Did that happen to be on the campus of Southwest Baptist University? I did my undergrad work there. I loved some parts of my experience there and disliked others (mainly the Campus Ministries Cliques). Michael of TN
yep. that's where this shit went down. i had never been more humiliated in my life.
I see the word Ozark and I hear banjo music...(for the uninitiated-the movie "Deliverance." 'Nuff said.
elle,
thanks for stopping by. i'm glad that you went catholic. i was a parochial schoolboy and it has stood me in good stead.
are any of those cardinals stocking caps up for sale? if so, let me know. i'd definitely be interested.
holy shit jg! i love your bed time stories.
i bet your youth pastor is really proud of you now... blogging about JC and all... and shit...
that was meant to be mocking of the YPs (hey, back off i can do it cause i WAS one, but then i grew up)
but it sounds mocking towards you and all of us that blog... about God... and do so using profanity...

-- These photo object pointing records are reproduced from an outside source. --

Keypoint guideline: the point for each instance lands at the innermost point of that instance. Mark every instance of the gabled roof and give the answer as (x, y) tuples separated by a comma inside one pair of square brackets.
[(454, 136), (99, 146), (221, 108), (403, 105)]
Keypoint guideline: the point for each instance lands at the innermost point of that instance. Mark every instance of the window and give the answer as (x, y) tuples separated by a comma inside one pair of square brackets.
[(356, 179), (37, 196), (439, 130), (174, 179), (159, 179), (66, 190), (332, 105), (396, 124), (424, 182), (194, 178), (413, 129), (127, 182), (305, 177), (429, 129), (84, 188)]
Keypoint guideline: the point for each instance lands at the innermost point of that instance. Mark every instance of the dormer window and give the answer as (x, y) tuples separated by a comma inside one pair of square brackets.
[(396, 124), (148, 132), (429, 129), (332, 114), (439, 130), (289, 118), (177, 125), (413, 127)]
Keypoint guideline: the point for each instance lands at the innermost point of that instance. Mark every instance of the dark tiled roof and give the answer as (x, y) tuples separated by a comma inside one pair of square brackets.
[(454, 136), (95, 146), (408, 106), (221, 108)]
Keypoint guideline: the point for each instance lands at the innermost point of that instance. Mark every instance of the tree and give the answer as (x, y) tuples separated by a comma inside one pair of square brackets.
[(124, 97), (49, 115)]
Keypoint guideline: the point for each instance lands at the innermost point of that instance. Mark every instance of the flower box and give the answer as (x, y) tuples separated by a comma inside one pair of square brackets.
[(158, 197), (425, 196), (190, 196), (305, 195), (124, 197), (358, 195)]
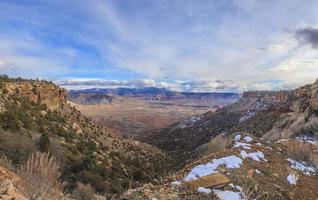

oh well... mocking you is good too
oh, and not to be left out of the Catholic conversation...
i have never been to a Catholic school, except to pick up a friends kids... the teachers were hot (the non-nun-ones). But i have been told i would make a good monk cause i look good in a robe and am fat and one day i will be bald... does that count?
it is my opinion and experience that traveling anywhere beyond 30 miles or so from the border of Missouri toward the interior of the state is akin to visiting hell...if you see Don Deckinger, tell him hi from me.
fletch: mocking me is what this blog is all about. life might as well be a comedy.
muffin: don is dead. i was real sorry about that.